Jarosław Kaczyński: W walce z pandemią jestem gotowy pójść na całość
- Wiem, że mamy w klubie antyszczepionkowców, że sami nie jesteśmy w stanie tego (ustawy o kontroli certyfikatów covidowych w zakładach pracy - red.) przegłosować, przy tak kruchej większości. Liczymy tu na opozycję. Realia - także te polityczne - trzeba brać pod uwagę, ale ja jestem zwolennikiem tego, by pójść na całość, biorąc nawet ryzyka polityczne i osobiste - mówi w wywiadzie dla "Interii" prezes PiS Jarosław Kaczyński. Dopytywany o to, co może oznaczać "pójście na całość", wicepremier potwierdza, że byłby to obowiązek szczepień przeciwko COVID-19 dla wszystkich dorosłych.
- Ludzie muszą się szczepić, to sprawa podstawowa. Trzeba się zastanowić, biorąc pod uwagę realia i niechęć znacznej części społeczeństwa, co możemy tutaj zrobić. Wracam do sprawności państwa: sądy są tutaj ostatnią instancją - bez ich zreformowania, namówienia, by przestrzegały prawa, bo w gruncie rzeczy o to chodzi, trudno o zmianę. To wpływa na funkcjonowanie całego państwa, na różnych szczeblach i trzeba to brać pod uwagę - mówi Jarosław Kaczyński.
Prezes PiS podkreślił, że w walce z pandemią jest zwolennikiem "pójścia na całość", co oznacza m.in. wprowadzenie obowiązku szczepień. - Choć obawiam się, że nie byłoby to w pełni egzekwowalne - twierdzi Kaczyński w rozmowie z redaktorem naczelnym Interii Piotrem Witwickim i dziennikarzem Polsatu Marcinem Fijołkiem.
Obowiązek szczepień. Jarosław Kaczyński: Jak to wyegzekwować?
Kaczyński zgodził się, że wpisanie obowiązku szczepień do rozporządzenia ministra zdrowia, tak jak innych szczepień, "jest bardzo proste". - Można to nawet jutro załatwić. Tylko jak to wyegzekwować? Problem polega na tym, co dobrze odzwierciedla opowiadanie jednego z moich kolegów, który mieszka na wsi, ale pracuje w mieście. On mówi wprost: na mszy w mieście - wszyscy mają maseczki, w Warszawie też, ale na wsi tylko on. I teraz niech pan spróbuje tych ludzi zmusić, ludzi, na których w jakiś sposób wpływa opowieść kompletnie oderwana od rzeczywistości - dodał wicepremier.

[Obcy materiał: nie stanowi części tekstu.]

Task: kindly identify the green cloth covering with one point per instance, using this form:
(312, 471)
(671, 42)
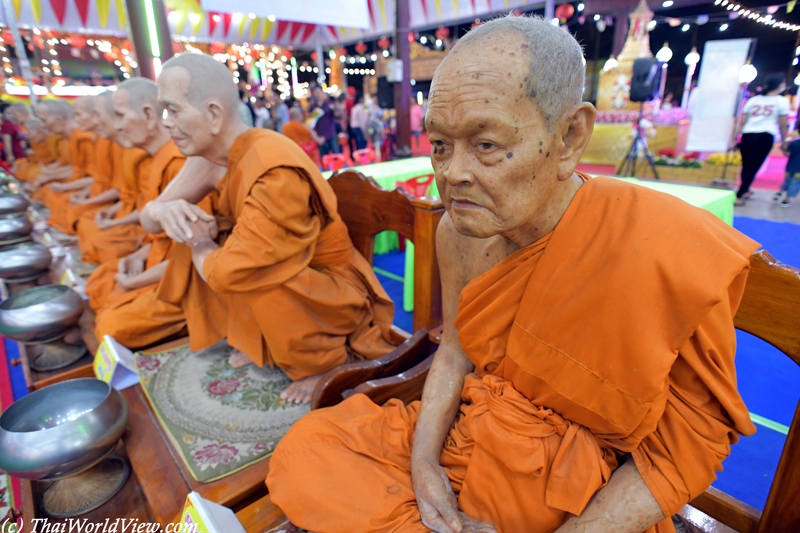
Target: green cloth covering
(717, 201)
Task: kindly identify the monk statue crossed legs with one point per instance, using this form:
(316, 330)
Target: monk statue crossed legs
(585, 380)
(298, 294)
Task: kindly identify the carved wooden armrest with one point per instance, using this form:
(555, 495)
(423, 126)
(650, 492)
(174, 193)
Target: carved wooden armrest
(329, 391)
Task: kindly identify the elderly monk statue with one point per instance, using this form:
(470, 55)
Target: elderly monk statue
(138, 119)
(299, 294)
(76, 157)
(105, 189)
(585, 380)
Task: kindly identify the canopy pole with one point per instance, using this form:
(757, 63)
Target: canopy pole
(402, 89)
(22, 60)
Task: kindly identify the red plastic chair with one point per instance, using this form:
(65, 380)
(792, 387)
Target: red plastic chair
(312, 150)
(365, 157)
(333, 162)
(416, 187)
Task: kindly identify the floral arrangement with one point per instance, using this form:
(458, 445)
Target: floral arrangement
(669, 158)
(734, 159)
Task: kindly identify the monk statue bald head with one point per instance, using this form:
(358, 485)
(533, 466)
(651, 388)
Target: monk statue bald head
(35, 129)
(507, 128)
(138, 116)
(83, 108)
(57, 116)
(103, 116)
(202, 103)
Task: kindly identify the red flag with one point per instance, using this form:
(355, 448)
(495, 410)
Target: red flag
(83, 10)
(213, 19)
(282, 27)
(309, 30)
(226, 23)
(60, 9)
(296, 27)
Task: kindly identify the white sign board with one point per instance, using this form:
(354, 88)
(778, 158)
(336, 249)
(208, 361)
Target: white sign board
(717, 92)
(347, 13)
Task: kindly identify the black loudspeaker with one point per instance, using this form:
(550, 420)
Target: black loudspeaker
(646, 79)
(385, 93)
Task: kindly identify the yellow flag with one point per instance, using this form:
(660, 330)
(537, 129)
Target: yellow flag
(36, 7)
(102, 11)
(266, 29)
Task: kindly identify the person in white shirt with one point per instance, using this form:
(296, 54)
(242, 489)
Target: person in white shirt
(763, 117)
(358, 122)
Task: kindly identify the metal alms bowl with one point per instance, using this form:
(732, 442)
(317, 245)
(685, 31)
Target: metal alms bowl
(15, 226)
(62, 429)
(24, 261)
(41, 314)
(12, 203)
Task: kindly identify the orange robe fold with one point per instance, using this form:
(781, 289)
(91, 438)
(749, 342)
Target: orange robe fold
(107, 154)
(80, 156)
(288, 268)
(28, 169)
(156, 174)
(612, 335)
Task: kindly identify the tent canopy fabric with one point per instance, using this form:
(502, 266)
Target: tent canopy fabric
(191, 20)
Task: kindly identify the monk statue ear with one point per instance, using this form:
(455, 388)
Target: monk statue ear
(216, 114)
(576, 129)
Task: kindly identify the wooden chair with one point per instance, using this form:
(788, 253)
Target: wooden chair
(367, 209)
(770, 310)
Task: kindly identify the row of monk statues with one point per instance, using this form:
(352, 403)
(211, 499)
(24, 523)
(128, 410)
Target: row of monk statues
(585, 379)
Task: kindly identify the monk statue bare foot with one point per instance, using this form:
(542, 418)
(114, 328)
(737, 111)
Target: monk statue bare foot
(238, 359)
(300, 391)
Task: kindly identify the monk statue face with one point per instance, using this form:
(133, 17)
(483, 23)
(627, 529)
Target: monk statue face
(193, 129)
(498, 158)
(136, 126)
(103, 120)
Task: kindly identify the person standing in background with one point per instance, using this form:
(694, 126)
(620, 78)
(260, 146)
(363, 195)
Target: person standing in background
(358, 124)
(763, 117)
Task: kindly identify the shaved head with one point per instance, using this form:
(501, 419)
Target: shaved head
(84, 107)
(203, 108)
(141, 92)
(103, 115)
(207, 79)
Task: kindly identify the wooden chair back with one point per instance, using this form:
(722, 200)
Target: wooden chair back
(367, 209)
(770, 310)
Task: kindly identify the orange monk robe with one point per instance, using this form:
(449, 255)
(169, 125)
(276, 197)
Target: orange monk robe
(28, 169)
(288, 268)
(138, 318)
(57, 146)
(101, 246)
(107, 154)
(297, 132)
(80, 155)
(163, 167)
(612, 335)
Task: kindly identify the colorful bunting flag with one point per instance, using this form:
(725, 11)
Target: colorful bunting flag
(102, 11)
(83, 10)
(36, 7)
(254, 25)
(60, 9)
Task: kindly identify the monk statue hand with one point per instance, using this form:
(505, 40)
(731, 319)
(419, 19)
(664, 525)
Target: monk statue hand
(130, 266)
(177, 216)
(437, 503)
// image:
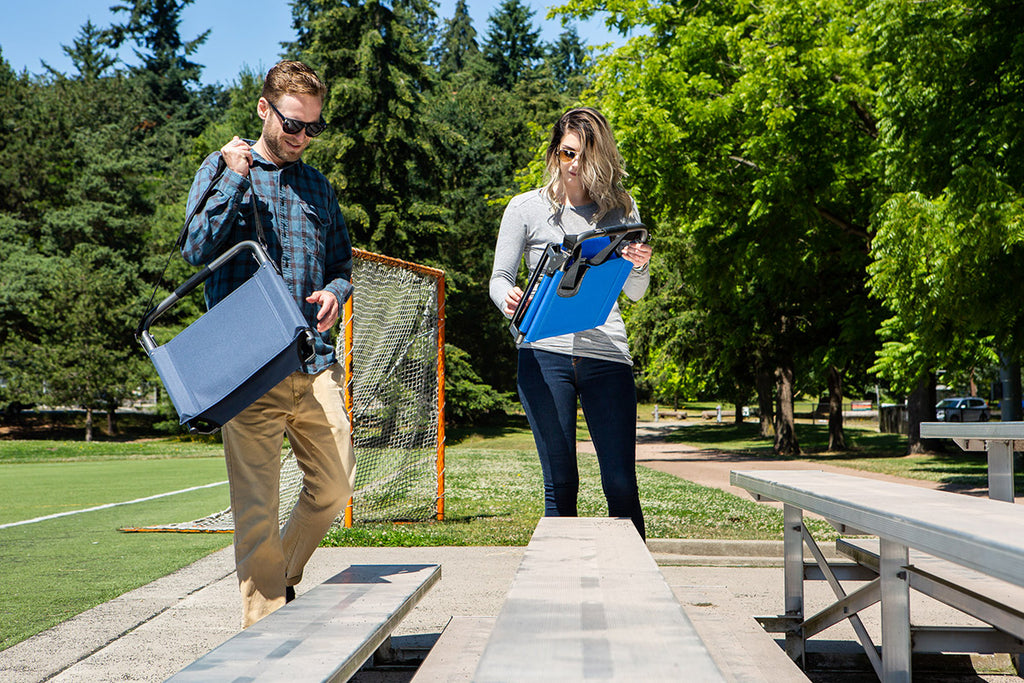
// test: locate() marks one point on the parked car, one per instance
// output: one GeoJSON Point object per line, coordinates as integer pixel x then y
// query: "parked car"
{"type": "Point", "coordinates": [968, 409]}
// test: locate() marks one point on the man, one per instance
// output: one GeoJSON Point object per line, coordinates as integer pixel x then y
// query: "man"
{"type": "Point", "coordinates": [307, 239]}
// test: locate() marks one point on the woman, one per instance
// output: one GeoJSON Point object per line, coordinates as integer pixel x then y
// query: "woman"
{"type": "Point", "coordinates": [583, 191]}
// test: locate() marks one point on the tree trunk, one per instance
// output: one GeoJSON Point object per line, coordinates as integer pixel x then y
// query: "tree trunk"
{"type": "Point", "coordinates": [112, 423]}
{"type": "Point", "coordinates": [920, 408]}
{"type": "Point", "coordinates": [785, 422]}
{"type": "Point", "coordinates": [765, 400]}
{"type": "Point", "coordinates": [837, 437]}
{"type": "Point", "coordinates": [88, 424]}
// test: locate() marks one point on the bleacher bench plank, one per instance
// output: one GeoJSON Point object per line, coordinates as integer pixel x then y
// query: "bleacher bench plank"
{"type": "Point", "coordinates": [327, 634]}
{"type": "Point", "coordinates": [456, 654]}
{"type": "Point", "coordinates": [588, 602]}
{"type": "Point", "coordinates": [975, 532]}
{"type": "Point", "coordinates": [979, 535]}
{"type": "Point", "coordinates": [743, 650]}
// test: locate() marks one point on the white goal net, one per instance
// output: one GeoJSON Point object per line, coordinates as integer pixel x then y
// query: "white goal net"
{"type": "Point", "coordinates": [391, 342]}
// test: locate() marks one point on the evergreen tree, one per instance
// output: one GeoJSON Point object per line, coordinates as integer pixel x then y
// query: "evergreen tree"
{"type": "Point", "coordinates": [568, 61]}
{"type": "Point", "coordinates": [87, 53]}
{"type": "Point", "coordinates": [513, 44]}
{"type": "Point", "coordinates": [458, 45]}
{"type": "Point", "coordinates": [379, 150]}
{"type": "Point", "coordinates": [154, 27]}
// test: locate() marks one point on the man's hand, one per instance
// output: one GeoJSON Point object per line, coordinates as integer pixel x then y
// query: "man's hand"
{"type": "Point", "coordinates": [512, 300]}
{"type": "Point", "coordinates": [328, 314]}
{"type": "Point", "coordinates": [238, 156]}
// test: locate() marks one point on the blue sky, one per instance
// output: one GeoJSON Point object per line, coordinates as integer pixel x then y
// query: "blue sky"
{"type": "Point", "coordinates": [32, 33]}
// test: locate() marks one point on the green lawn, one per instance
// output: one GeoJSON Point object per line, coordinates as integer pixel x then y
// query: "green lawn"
{"type": "Point", "coordinates": [53, 569]}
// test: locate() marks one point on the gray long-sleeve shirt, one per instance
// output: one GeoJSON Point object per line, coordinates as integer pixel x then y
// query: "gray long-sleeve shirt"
{"type": "Point", "coordinates": [527, 227]}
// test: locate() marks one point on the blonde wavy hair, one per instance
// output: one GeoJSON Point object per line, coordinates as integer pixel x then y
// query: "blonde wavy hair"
{"type": "Point", "coordinates": [601, 167]}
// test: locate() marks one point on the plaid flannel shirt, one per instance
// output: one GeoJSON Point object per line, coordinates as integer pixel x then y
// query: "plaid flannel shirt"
{"type": "Point", "coordinates": [305, 235]}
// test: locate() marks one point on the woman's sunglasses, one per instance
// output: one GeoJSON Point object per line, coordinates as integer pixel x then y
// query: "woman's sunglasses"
{"type": "Point", "coordinates": [566, 156]}
{"type": "Point", "coordinates": [293, 126]}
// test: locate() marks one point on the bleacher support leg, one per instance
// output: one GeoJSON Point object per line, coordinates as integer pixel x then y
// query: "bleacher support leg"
{"type": "Point", "coordinates": [793, 546]}
{"type": "Point", "coordinates": [895, 612]}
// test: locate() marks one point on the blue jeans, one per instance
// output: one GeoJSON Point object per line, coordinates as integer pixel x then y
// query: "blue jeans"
{"type": "Point", "coordinates": [549, 385]}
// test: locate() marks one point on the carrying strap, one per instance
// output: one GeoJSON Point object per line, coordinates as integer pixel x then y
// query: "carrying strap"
{"type": "Point", "coordinates": [183, 235]}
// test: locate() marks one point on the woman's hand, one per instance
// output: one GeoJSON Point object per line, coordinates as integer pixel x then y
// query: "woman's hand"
{"type": "Point", "coordinates": [638, 253]}
{"type": "Point", "coordinates": [512, 300]}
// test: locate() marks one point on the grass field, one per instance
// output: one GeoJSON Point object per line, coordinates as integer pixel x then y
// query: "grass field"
{"type": "Point", "coordinates": [53, 569]}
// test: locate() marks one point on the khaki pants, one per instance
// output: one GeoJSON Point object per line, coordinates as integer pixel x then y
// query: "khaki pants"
{"type": "Point", "coordinates": [311, 410]}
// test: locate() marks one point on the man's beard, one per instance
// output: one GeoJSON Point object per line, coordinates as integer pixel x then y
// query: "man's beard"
{"type": "Point", "coordinates": [275, 145]}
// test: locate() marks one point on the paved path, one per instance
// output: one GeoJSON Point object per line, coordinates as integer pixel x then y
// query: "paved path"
{"type": "Point", "coordinates": [709, 467]}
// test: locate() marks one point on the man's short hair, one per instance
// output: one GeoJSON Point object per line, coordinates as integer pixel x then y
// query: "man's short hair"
{"type": "Point", "coordinates": [292, 78]}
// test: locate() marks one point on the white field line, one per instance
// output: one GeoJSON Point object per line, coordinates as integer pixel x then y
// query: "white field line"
{"type": "Point", "coordinates": [112, 505]}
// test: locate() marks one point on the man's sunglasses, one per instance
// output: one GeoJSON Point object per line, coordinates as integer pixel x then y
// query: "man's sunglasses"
{"type": "Point", "coordinates": [293, 126]}
{"type": "Point", "coordinates": [566, 156]}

Prezes partii rządzącej przyznał, że w klubie parlamentanym PiS są antyszczepionkowcy, w związku z tym przeforsowanie w Sejmie ustawy, która zaklada m.in. testowanie w zakładach pracy może nie być takie proste. - Wiem, że mamy w klubie antyszczepionkowców, że sami nie jesteśmy w stanie tego przegłosować, przy tak kruchej większości. Liczymy tu na opozycję. Realia - także te polityczne - trzeba brać pod uwagę, ale ja jestem zwolennikiem tego, by pójść na całość, biorąc nawet ryzyka polityczne i osobiste - mówi Kaczyński.
Jak dodał prezes PiS, on sam nie miałby problemu, by pokazać potwierdzenie szczepienia przed wejściem do kościoła czy restauracji. Przyznał też, że jest juz zaszczepiony trzecią dawką.